Details are sure to emerge in the coming days and weeks, but statements by Art Rooney II and Kevin Colbert left no doubt that Ben Roethlisberger was going to have sacrifice to return. Ben Roethlisberger met with Art Rooney II, and undoubtedly said he would.
After he met with Art Rooney II, his agent Ryan Tollner confirmed:
— Aditi Kinkhabwala (@AKinkhabwala) February 23, 2021
For fans looking at that 3 interceptions in less than a quarter against the Browns left wondering, “Why bringing him back?” another game against Cleveland offers clarity.
The Case for Bringing Back Ben
As I’ve confessed before, when I first learned that injuries might force Terry Bradshaw to retire, I was happy, because my older brother had told me “Bradshaw was ‘old.’” To an 11 year old, “Young” meant automatically better.
- Ah, the ignorance of youth. Cliff Stoudt was younger, but he certainly wasn’t better.
I remember seeing a few games after the fateful declaration, but didn’t see too many after that. But I do remember tuning into one a few years later. The 1987 season opened with Mark Malone and Chuck Noll logging their second upset of Bill Walsh and Joe Montana.
- Could the Steel Curtain be ready to rise again?
Channel 11 in Baltimore was showing the game in week 2, a Steeler road game against the Browns. The picture in the DC suburbs was fuzzy as it arrived from Baltimore, but I didn’t need HD quality to understand the disaster.

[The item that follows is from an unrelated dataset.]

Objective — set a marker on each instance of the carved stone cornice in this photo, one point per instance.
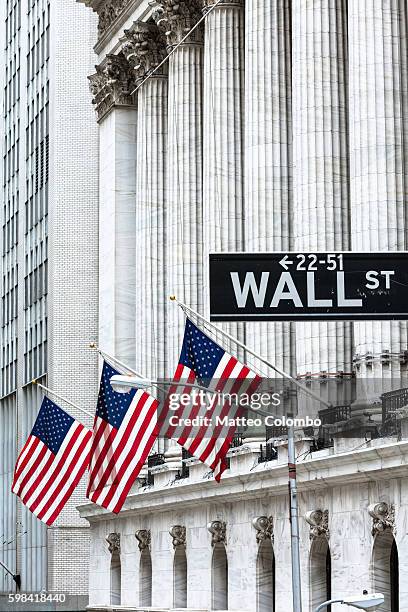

I tuned in in the fourth quarter. The Browns were winning, but only by 20-10. It was just in time to see Mark Malone toss an interception right to Clay Matthews, which Matthew returned for a touchdown. I think, I can’t be sure, but I think that was his 4th on the day. If I’m right, he quickly threw another with the Browns converted into another touchdown.
- Chuck Noll had seen enough, and benched Malone.
Bubby Brister to the rescue? Right? Ah, no. The Bubster threw an interception of his own and went 1-5 in mop up duty. He also got sacked.
7590 days elapsed between Terry Bradshaw’s last pass to Calvin Sweeney and Ben Roethlisberger’s first pass to Plaxico Burress. No, not all of those days were as bleak as that afternoon at Cleveland Municipal Stadium, but the moral of the story is clear: If you have a franchise quarterback, you ride him as far as he will take you.
Yes, There is a Risk in Roethlisberger Returning
The risk of a Ben Roethlisberger return is real. One Mexican blogger spelled it out:
I don't believe Ben can perform at a high level under pressure when it truly matters anymore. He didn't in playoffs in 2017 and he didn't in 2020. He dug holes he couldn't overcome. I respect his career, I've never insulted him, but I don't believe he can pull it off again.
— Carlos S. (@casalasv) February 24, 2021
What we saw at the end of 2020 might be the best Ben can bring with the new arm that’s attached to his 39 year old body. Even if he can get comfortable with his arm’s “bionics” (to borrow Jim Wexell’s term) the Steelers will still need to:
- Find a starting caliber running back
- Rebuild the offensive line
- Keep or replace key players on defense
But Ben Roethlisberger has obviously indicated he’s willing to give up enough salary to let the Steelers try to do that. Mason Rudolph has shown real upside. (And please, the Steelers can and will do what is needed to keep in in Pittsburgh in 2022.)
Mason Rudolph might represent the future, the here in the present Ben Roethlisberger still represents the Steelers best shot at going to the Super Bowl in 2021.